В случае же, если закреплённая в законе презумпция не предусматривает никаких вариантов опровержения, в литературе на это указывают как на пробел или недостаток в законе. Так, в отношении презумпции утраты общественной опасности лицом по истечении срока давности (которая неопровержима для всех преступлений, кроме наказываемых смертной казнью и пожизненным лишением свободы, а также для тех преступлений, по которым сроки давности вовсе не применяются) можно отметить, что не соответствует целям уголовного закона освобождение от ответственности и наказания в связи с истечением срока давности лиц, ведущих систематическую преступную деятельность (по ранее действовавшему уголовному законодательству РСФСР, совершение нового преступления приостанавливало течение срока давности). А.А. Байбарин отмечает, что отсутствие возможности опровергнуть презумпцию неспособности лиц, не достигших возраста уголовной ответственности, осознавать общественную опасность содеянного и руководить своими действиями, влечёт безнаказанность лиц, которые фактически вполне способны понимать смысл и значение содеянного, что в результате становится важным фактором будущей их антиобщественной деятельности [1].

Возвращаясь к формуле «незнание закона не освобождает от ответственности», следует отметить, что вряд ли её можно признать аксиоматичной. Как верно замечал М.С. Строгович, «опровержимость презумпции знания закона, — это вопрос факта (questio facti), решаемый в каждом отдельном случае в зависимости от конкретных обстоятельств дела» [8, с. 210].
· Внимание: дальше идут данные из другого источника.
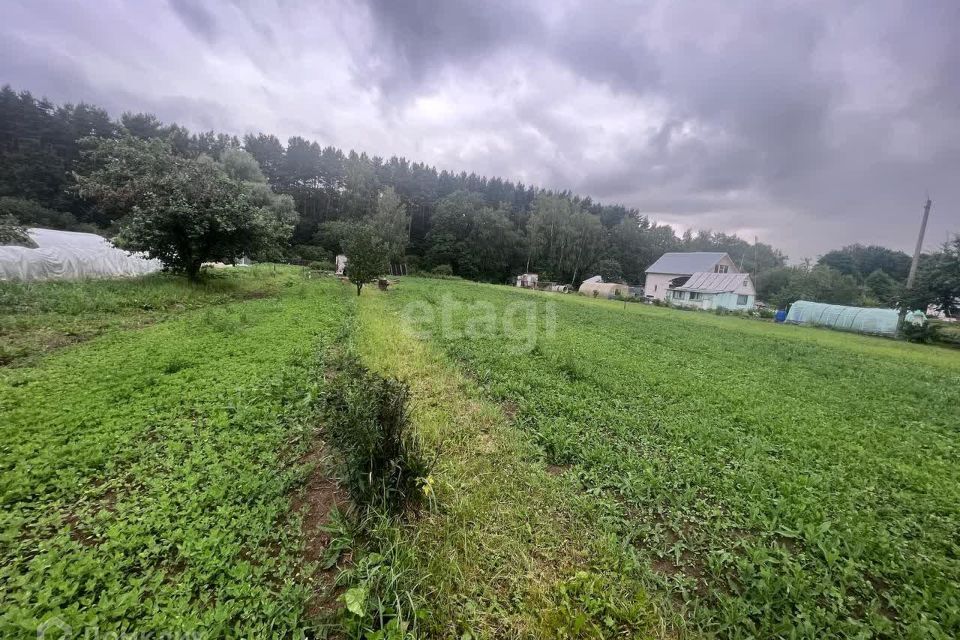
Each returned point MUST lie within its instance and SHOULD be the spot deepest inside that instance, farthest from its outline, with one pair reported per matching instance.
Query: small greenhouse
(604, 289)
(70, 255)
(881, 322)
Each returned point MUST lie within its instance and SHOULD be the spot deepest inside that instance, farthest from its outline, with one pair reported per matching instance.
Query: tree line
(468, 225)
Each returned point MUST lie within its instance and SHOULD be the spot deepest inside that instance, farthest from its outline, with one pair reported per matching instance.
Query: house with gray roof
(701, 279)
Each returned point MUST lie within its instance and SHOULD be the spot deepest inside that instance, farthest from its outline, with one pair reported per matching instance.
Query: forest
(476, 227)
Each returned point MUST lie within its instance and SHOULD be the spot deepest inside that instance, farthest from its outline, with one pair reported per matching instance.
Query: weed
(367, 423)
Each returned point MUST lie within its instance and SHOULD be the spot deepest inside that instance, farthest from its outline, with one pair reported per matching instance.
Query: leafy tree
(564, 240)
(392, 223)
(819, 284)
(366, 255)
(32, 214)
(609, 270)
(938, 280)
(13, 233)
(182, 211)
(753, 258)
(882, 288)
(860, 261)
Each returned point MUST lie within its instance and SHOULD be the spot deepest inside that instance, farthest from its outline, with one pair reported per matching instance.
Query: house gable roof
(709, 282)
(686, 263)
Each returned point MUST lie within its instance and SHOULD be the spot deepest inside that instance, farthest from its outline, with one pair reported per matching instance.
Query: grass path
(780, 481)
(514, 549)
(145, 475)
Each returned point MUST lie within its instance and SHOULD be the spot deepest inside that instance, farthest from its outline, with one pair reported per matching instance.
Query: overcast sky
(809, 124)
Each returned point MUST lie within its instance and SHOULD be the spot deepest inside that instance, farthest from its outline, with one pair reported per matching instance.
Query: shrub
(12, 233)
(33, 214)
(926, 333)
(367, 423)
(321, 265)
(308, 253)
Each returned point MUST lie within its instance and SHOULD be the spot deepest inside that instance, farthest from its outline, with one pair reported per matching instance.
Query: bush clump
(366, 421)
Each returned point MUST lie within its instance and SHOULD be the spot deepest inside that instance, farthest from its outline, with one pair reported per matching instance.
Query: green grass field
(602, 470)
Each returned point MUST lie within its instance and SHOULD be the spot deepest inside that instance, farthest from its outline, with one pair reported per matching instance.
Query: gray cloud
(196, 17)
(811, 125)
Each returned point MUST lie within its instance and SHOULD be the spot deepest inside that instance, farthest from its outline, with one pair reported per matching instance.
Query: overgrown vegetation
(38, 317)
(147, 475)
(185, 211)
(367, 422)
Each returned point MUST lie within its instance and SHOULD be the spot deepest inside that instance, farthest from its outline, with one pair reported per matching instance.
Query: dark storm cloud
(421, 37)
(810, 124)
(195, 16)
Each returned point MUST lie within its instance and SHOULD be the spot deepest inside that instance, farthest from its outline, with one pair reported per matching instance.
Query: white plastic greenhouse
(881, 322)
(70, 255)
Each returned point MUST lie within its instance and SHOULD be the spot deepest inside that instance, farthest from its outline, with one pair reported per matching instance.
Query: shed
(711, 290)
(882, 322)
(604, 289)
(70, 255)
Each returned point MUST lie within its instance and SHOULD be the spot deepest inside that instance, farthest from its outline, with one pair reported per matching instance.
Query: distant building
(604, 289)
(527, 280)
(673, 269)
(701, 279)
(708, 290)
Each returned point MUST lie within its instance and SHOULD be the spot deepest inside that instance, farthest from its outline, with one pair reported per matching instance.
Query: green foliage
(860, 262)
(779, 470)
(154, 493)
(925, 333)
(392, 223)
(477, 241)
(883, 288)
(938, 280)
(564, 239)
(37, 317)
(367, 423)
(32, 214)
(366, 255)
(590, 606)
(13, 233)
(184, 211)
(609, 270)
(785, 285)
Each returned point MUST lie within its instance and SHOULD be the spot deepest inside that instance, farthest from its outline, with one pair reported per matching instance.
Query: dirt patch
(317, 498)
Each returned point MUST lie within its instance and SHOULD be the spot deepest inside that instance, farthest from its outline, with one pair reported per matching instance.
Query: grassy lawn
(601, 470)
(775, 481)
(39, 317)
(146, 475)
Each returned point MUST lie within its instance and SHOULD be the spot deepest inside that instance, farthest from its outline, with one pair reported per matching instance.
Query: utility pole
(916, 252)
(756, 256)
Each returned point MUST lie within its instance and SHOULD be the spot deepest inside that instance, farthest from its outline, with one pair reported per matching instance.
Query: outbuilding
(709, 290)
(604, 289)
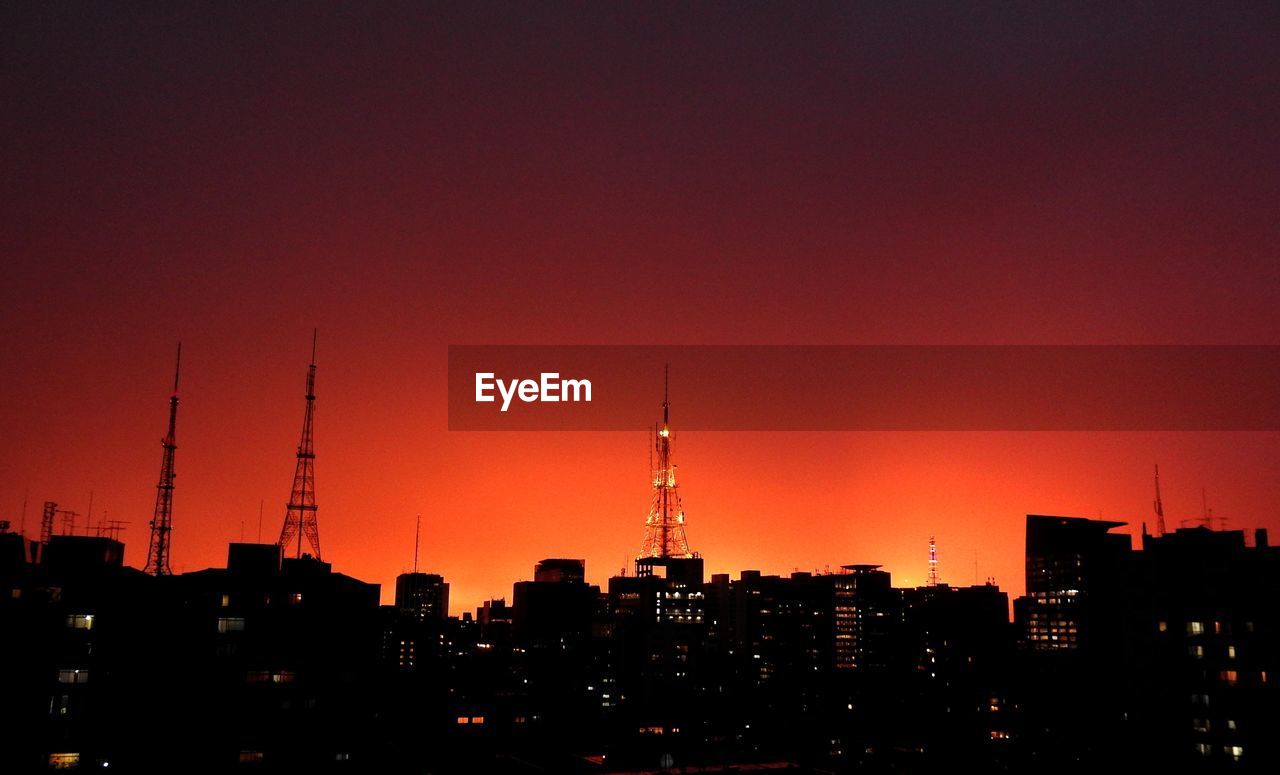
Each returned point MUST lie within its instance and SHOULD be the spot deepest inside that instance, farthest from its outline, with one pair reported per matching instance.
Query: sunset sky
(426, 174)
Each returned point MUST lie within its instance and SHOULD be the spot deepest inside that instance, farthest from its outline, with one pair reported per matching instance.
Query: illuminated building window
(80, 621)
(60, 705)
(63, 761)
(231, 624)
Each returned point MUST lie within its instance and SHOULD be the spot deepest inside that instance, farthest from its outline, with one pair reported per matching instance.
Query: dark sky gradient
(421, 174)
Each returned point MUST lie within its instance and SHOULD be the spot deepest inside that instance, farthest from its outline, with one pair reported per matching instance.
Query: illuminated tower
(300, 520)
(933, 562)
(664, 529)
(1160, 506)
(161, 520)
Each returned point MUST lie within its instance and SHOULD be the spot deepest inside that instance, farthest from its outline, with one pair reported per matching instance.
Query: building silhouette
(1161, 655)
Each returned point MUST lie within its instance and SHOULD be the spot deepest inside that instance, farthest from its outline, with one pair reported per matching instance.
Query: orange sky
(419, 177)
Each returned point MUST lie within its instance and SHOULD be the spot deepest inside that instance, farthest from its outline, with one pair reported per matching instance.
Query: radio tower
(933, 562)
(161, 520)
(300, 520)
(664, 529)
(1160, 506)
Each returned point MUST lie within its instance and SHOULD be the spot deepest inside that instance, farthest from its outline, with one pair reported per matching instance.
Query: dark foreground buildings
(1165, 656)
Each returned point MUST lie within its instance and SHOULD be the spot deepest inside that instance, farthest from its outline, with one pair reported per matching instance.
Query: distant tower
(664, 528)
(161, 520)
(933, 562)
(300, 520)
(46, 522)
(1160, 506)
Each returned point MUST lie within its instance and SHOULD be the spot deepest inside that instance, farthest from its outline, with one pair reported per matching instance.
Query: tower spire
(1160, 506)
(933, 561)
(161, 519)
(300, 518)
(664, 528)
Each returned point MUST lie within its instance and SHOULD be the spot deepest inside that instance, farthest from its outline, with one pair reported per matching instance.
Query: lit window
(60, 705)
(231, 624)
(80, 621)
(63, 761)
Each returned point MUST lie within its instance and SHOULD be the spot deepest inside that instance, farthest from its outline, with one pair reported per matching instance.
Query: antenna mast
(161, 519)
(300, 519)
(664, 527)
(1160, 506)
(933, 561)
(417, 530)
Однако нельзя не отметить того, что само по себе существование факта незнания закона в реальной действительности ещё не означает, что такой факт может порождать какие-либо права и обязанности лица, то есть признаваться юридическим фактом. От возможности такого признания, собственно, и зависит опровержимость рассматриваемой презумпции.

На принципиальную возможность признания юридического значения за фактом незнания закона или заблуждения в его содержании указывает зарубежное законодательство: некоторые уголовные кодексы зарубежных государств включают в себя норму, позволяющую признать такой факт обстоятельством, смягчающим или вовсе устраняющим ответственность при определённых условиях [7].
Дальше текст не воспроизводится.